Retour en arrière. Après l’attentat terroriste du 7 octobre perpétré par le Hamas en Israël, le premier réflexe de Donald Trump a été de critiquer le premier ministre israélien et les services de renseignement de son pays. Lors d’un rassemblement tenu à West Palm Beach le 11 octobre, il a ainsi trouvé pertinent de rappeler que « Bibi » Nétanyahou avait renoncé à la dernière minute à la participation d’Israël à l’opération qui a mené à l’élimination du général iranien Qassem Soleimani, le 3 janvier 2020.

« Je n’oublierai jamais que Bibi Nétanyahou nous a laissés tomber. C’était une chose terrible », a-t-il déclaré.

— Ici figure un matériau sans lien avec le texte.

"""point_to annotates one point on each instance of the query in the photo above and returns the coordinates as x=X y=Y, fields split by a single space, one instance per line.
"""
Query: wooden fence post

Donald Trump n’avait surtout pas oublié ou pardonné au premier ministre israélien d’avoir rapidement reconnu la victoire de Joe Biden après l’élection présidentielle de 2020. Dans son esprit transactionnel, il s’agissait d’une trahison. Après tout, n’avait-il pas tout donné au premier ministre Nétanyahou pendant son mandat à la Maison-Blanche ? Le déménagement de l’ambassade des États-Unis de Tel-Aviv à Jérusalem ; la reconnaissance de la souveraineté d’Israël sur les hauteurs du Golan occupé ; la réduction de l’aide aux Palestiniens.

Certes, Israël vivait un drame national, mais Donald Trump n’a pu s’empêcher de profiter de l’occasion pour régler ses comptes avec Benyamin Nétanyahou.

En mars dernier, il a de nouveau créé un malaise en Israël. Lors d’une entrevue accordée à deux journalistes de ce pays, il a exhorté le premier ministre Nétanyahou à mettre fin rapidement à une guerre qui nuisait selon lui à l’image internationale d’Israël.

« Nous ne pouvons pas continuer ainsi », a-t-il précisé.

« Trump a effectivement contourné Biden sur sa gauche », a écrit l’un des journalistes israéliens, employé par un quotidien appartenant à la donatrice milliardaire du Parti républicain Miriam Adelson.

L’entourage de Donald Trump s’est empressé de préciser que son appui à Benyamin Nétanyahou et à Israël dans leur guerre contre le Hamas demeurait indéfectible.

Contradictions

Mais Donald Trump n’est pas à une contradiction près dans ce dossier. Lors d’un rassemblement tenu en Pennsylvanie à la mi-avril, il a sympathisé avec des partisans qui se sont mis à scander « Genocide Joe », slogan utilisé par certains manifestants propalestiniens.

« Ils n’ont pas tort, ils n’ont pas tort », a lancé l’ancien président. Puis, en faisant allusion à son successeur, il a ajouté : « Il a tout fait de travers. »

Aux yeux de Donald Trump, la menace récente de Joe Biden à Israël est une autre erreur. Mais il semble incapable de critiquer la politique du président sans attaquer ses partisans juifs.

Selon Dan Froomkin, rédacteur en chef du site Press Watch, les critiques de Donald Trump à l’endroit des Américains de confession juive sont « offensantes, fausses et hautement antisémites ».

Il est évidemment faux de dire que les Juifs prodémocrates détestent leur religion ou Israël, a-t-il noté en mars dernier (en 2020, Joe Biden a récolté près de 70 % du vote juif). Une telle généralisation est la définition même d’un « stéréotype raciste », a-t-il ajouté, reprochant aux médias de ne pas confronter Donald Trump sur ces questions.

Selon Dan Froomkin, il est tout aussi grossier de dire que les Juifs américains devraient avoir pour Israël une loyauté qui transcende les dossiers politiques qui les intéressent aux États-Unis. Une telle idée repose sur « la calomnie antisémite selon laquelle les Juifs américains ont une double loyauté », a-t-il écrit.

Donald Trump se défend évidemment d’être antisémite. Après tout, sa fille et les petits-enfants qu’elle lui a donnés ne sont-ils pas juifs ? Et tant pis pour la porcelaine brisée lorsqu’il ouvre la porte de Mar-a-Lago à Nick Fuentes, négationniste notoire de l’Holocauste, comme il l’a fait en novembre dernier.